A couple of weeks ago, I wrote briefly about a just-released book entitled Ivory Tower Blues by two Canadian professors, James Cote and Anton Allahar. I received a review copy yesterday and started right in.

Cote and Allahar are telling it like it is. Here are just a few tasty morsels.

“As more and more students with inflated grades, but lower levels of academic interest and ability, have entered Canadian universities year after year, many professors have given in by watering down their courses and inflating grades.”

“In many courses there is little academic substance in which students can engage themselves other than glossy and expensive but dumbed-down textbooks.”
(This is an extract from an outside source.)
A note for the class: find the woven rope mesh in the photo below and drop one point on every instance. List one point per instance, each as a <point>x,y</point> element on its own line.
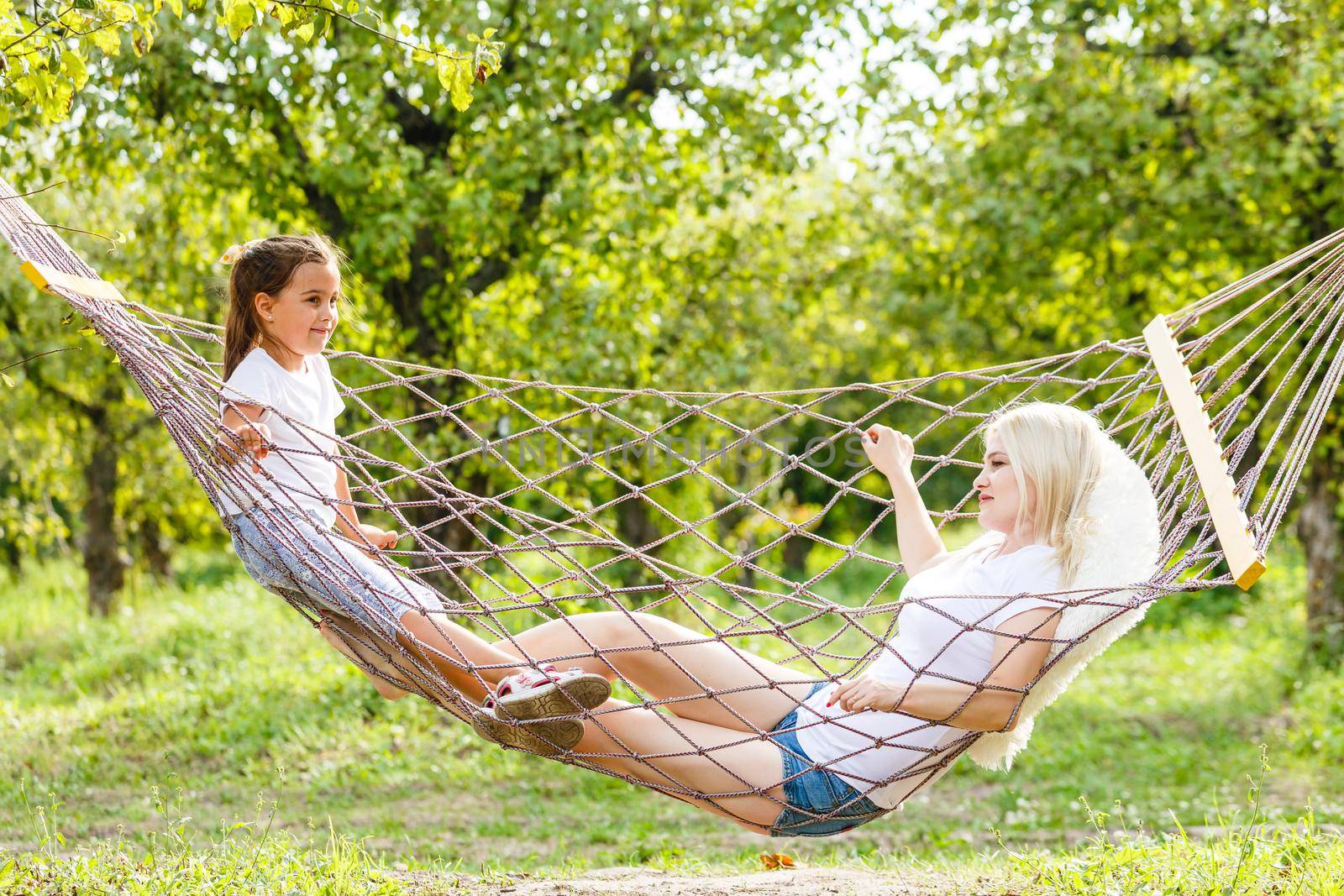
<point>729,513</point>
“Canada actually graduated twice as many university students in the 1990s as the number of jobs created during that period that required a university credential. Moreover, four times more community college graduates were produced than could be absorbed in new jobs.”
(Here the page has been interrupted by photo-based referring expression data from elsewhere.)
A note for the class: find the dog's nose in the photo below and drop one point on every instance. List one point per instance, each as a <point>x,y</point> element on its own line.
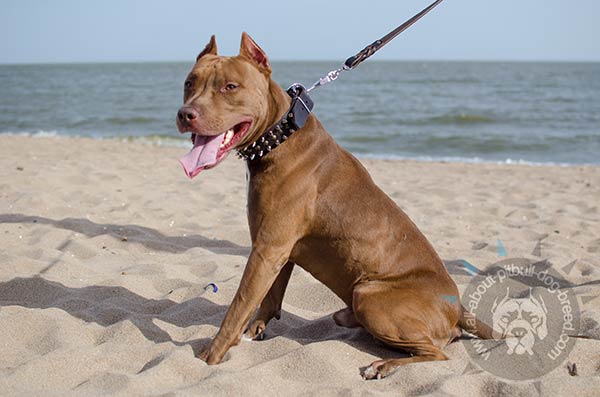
<point>187,114</point>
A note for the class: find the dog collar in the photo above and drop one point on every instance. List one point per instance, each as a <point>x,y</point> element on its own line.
<point>294,119</point>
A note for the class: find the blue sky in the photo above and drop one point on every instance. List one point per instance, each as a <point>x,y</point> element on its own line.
<point>40,31</point>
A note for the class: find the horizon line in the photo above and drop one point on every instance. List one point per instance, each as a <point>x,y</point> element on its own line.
<point>288,60</point>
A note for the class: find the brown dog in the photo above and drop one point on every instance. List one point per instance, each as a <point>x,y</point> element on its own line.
<point>312,204</point>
“Many professors find their jobs difficult when working with undergraduate students who have been implicitly promised a product (degree) in exchange for their tuition.”

Professor Thomas Collins “admitted to some naivety when he returned to the classroom in the mid-1990s, and considerable shock at how standards had slipped in twenty years and how ill-prepared students were for the English courses he taught, especially first-year courses. From his experiences in the trenches during his first year back, he concluded that he could not ‘assume even a moderate level of literacy from [these students] … Presumably because they think, or have been led to believe, that they are at least proficient in English.”

Higher ed has clearly been oversold in Canada, too.